Por lo tanto, está bien claro que un solo gobierno nacional podría con bastante menos costo aumentar sus derechos de importación en un grado mucho mayor de lo que sería posible a los Estados divididos o a las confederaciones parciales. Hasta ahora puede asegurarse sin temor a equivocación que estos derechos no han excedido en promedio del tres por ciento en ningún Estado. En Francia se calculan en cerca de un quince por ciento y en Inglaterra pasan de esta proporción (1). Nada parece impedir que se aumenten entre nosotros a más del triple por lo menos. Sólo las bebidas alcohólicas, bajo la legislación federal, podrían producir un ingreso considerable. Basándonos proporcionalmente en lo que se importa en este Estado, puede estimarse que la cantidad total importada en los Estados Unidos es de cuatro millones de galones; los cuales, a chelín por galón, producirían doscientas mil libras. Este artículo soportaría perfectamente esa cuota de derechos; y si esto contribuyese a reducir el consumo, se lograría un resultado igualmente favorable para la agricultura, la economía, la moralidad y la salud de la sociedad. No hay tal vez mayor despilfarro nacional qqe el de estas bebidas.

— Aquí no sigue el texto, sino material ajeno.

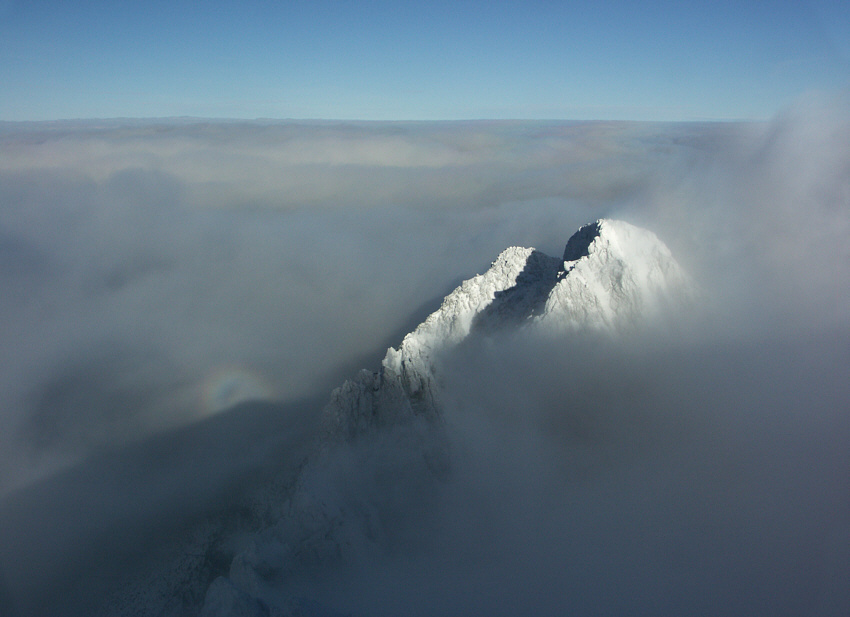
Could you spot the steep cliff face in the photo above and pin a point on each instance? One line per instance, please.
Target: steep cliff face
(612, 276)
(383, 430)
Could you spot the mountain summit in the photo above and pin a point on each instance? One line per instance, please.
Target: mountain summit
(612, 277)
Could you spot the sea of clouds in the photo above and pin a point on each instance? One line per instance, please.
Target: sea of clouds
(156, 274)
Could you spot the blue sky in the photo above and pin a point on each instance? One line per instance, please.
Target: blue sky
(398, 60)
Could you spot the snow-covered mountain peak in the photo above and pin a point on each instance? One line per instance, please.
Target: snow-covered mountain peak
(612, 276)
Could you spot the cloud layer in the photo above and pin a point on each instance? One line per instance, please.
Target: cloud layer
(155, 273)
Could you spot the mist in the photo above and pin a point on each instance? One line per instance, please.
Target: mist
(180, 297)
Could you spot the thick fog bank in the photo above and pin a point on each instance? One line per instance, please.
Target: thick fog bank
(156, 275)
(654, 480)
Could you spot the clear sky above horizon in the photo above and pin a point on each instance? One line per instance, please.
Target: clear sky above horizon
(418, 61)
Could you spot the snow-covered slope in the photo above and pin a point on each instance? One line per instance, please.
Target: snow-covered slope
(387, 424)
(612, 276)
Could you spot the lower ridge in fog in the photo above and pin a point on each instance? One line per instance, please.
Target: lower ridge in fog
(612, 277)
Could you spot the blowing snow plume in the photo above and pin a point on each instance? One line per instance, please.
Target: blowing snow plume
(691, 464)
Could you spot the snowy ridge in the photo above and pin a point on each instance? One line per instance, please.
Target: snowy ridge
(613, 275)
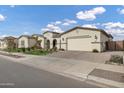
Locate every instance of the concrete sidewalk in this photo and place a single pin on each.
(77, 69)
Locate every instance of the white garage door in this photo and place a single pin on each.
(79, 44)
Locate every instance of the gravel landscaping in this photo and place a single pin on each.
(11, 55)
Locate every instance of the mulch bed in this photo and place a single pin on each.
(11, 55)
(115, 76)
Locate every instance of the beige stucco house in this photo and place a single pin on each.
(3, 44)
(26, 41)
(8, 42)
(75, 39)
(78, 39)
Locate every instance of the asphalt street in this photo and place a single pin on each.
(16, 75)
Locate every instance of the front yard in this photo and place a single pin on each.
(29, 51)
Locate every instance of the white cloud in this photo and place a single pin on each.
(2, 18)
(52, 27)
(90, 14)
(58, 22)
(2, 36)
(121, 11)
(110, 25)
(114, 28)
(26, 33)
(12, 6)
(68, 22)
(89, 25)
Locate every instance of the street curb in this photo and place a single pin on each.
(106, 81)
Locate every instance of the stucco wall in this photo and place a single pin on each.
(3, 45)
(42, 41)
(26, 43)
(32, 42)
(82, 32)
(49, 36)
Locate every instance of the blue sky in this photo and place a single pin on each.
(18, 20)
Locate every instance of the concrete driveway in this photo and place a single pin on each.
(86, 56)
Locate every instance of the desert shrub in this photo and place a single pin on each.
(95, 51)
(61, 49)
(116, 59)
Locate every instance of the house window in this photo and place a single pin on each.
(22, 43)
(62, 39)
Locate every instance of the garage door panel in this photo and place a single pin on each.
(79, 44)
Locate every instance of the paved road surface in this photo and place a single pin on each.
(19, 75)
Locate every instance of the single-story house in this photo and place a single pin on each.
(3, 44)
(78, 39)
(8, 42)
(26, 41)
(40, 40)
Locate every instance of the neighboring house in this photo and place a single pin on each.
(40, 40)
(26, 41)
(52, 39)
(3, 44)
(8, 42)
(78, 39)
(75, 39)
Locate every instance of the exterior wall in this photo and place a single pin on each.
(3, 45)
(82, 32)
(103, 40)
(49, 36)
(26, 42)
(32, 42)
(58, 43)
(42, 41)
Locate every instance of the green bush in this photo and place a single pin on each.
(116, 59)
(95, 51)
(61, 49)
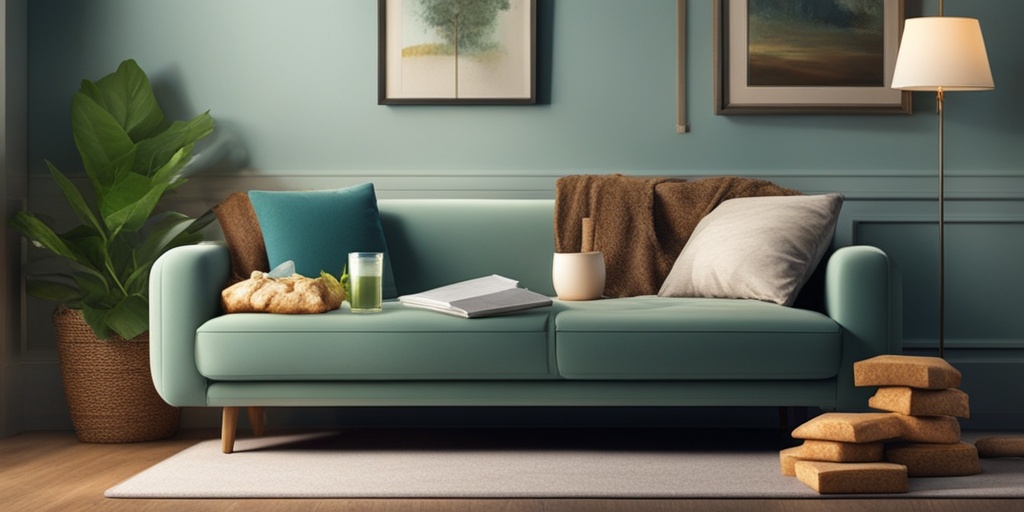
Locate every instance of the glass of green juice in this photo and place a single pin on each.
(365, 272)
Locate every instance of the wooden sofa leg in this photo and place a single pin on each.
(256, 420)
(228, 427)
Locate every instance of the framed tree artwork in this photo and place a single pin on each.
(457, 51)
(807, 56)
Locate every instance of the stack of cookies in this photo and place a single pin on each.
(918, 435)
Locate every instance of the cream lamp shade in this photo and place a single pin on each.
(942, 53)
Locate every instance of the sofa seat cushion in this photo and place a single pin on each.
(399, 343)
(663, 338)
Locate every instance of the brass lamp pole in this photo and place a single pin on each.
(942, 54)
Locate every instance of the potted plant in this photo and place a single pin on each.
(132, 157)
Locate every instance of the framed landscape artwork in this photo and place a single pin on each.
(807, 56)
(456, 51)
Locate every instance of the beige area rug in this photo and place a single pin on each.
(521, 463)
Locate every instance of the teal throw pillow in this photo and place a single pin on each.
(316, 229)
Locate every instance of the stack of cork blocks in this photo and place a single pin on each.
(918, 434)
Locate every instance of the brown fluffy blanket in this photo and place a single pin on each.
(642, 223)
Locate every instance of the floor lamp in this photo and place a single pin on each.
(942, 54)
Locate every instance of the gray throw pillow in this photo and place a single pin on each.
(756, 248)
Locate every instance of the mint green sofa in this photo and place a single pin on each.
(638, 351)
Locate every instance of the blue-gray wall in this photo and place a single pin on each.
(295, 84)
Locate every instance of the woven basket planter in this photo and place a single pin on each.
(109, 385)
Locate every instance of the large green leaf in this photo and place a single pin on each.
(130, 202)
(133, 157)
(75, 199)
(156, 152)
(57, 288)
(128, 318)
(128, 96)
(107, 151)
(40, 233)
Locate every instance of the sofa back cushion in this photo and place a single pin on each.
(434, 243)
(316, 229)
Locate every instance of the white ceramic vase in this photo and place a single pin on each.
(579, 275)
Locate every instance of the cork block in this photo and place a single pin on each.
(911, 371)
(935, 460)
(815, 450)
(910, 401)
(851, 427)
(787, 461)
(838, 478)
(934, 429)
(1000, 445)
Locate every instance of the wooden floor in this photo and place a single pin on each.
(52, 471)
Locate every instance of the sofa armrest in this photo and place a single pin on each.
(184, 292)
(863, 295)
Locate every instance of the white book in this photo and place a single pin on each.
(480, 297)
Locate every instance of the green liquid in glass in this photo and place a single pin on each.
(366, 293)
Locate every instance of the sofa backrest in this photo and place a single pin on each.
(432, 243)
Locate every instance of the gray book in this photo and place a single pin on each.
(479, 297)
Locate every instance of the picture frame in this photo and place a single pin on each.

¿Qué ocurrirá si no logramos asegurar plenamente esta fuente de ingresos? Una nación no puede existir mucho tiempo sin erario. Careciendo de este apoyo esencial, debería renunciar a su independencia, reduciéndose a la triste condición de una provincia. Ningún gobierno llegará voluntariamente a este extremo, por lo que habrá que hacerse con ingresos, cueste lo que cueste. En este país, si el comercio no proporciona la mayor parte, sobre la tierra tendrá que recaer su gravoso peso. Ya hemos indicado que los consumos, en su auténtica significación, no responden al sentimiento del pueblo y, por lo tanto, no puede contarse demasiado con este sistema de impuesto; además de que en los Estados donde la agricultura constituye casi la única ocupación, los objetos que admiten este impuesto son demasiado escasos para producir grandes recaudaciones. La propiedad mueble, como dijimos antes, por la dificultad en localizarla, no puede sujetarse a grandes contribuciones como no sea mediante impuestos sobre el consumo. En las ciudades con abundancia de población puede muy bien ser tema de conjeturas, y ocasionar la opresión de los individuos, sin reportar gran provecho para el Estado; pero fuera de estos círculos, ha de escapar en gran medida a la vista y a la accion del recaudador. Sin embargo, como las necesidades del Estado deben cubrirse de una manera o de otra, la falta de otros recursos tendrá que arrojar el peso principal de las cargas públicas sobre los poseedores de la tierra. Y como, por otra parte, las necesidades del gobierno nunca son cubiertas con los recursos suficientes a menos que todas las fuentes de ingresos estén a su disposición, las finanzas de la comunidad no pueden, con tales entorpecimientos, llevarse a la situación que corresponda a su respetabilidad y seguridad. Ni siquiera tendremos en esta forma el consuelo de un erario público abundante, que compense la opresión de la valiosa clase de ciudadanos que laboran en el cultivo del suelo. En estas circunstancias, la contrariedad pública y la privada estarán en triste acuerdo; y juntas deplorarán la petulancia de los consejos que nos condujeron a la desunión.

PUBLIO

(Se considera autor de este escrito a Alexander Hamilton)




Notas

(1) Si la memoria no me es infiel, ascienden a un veinte por ciento.- PUBLIO.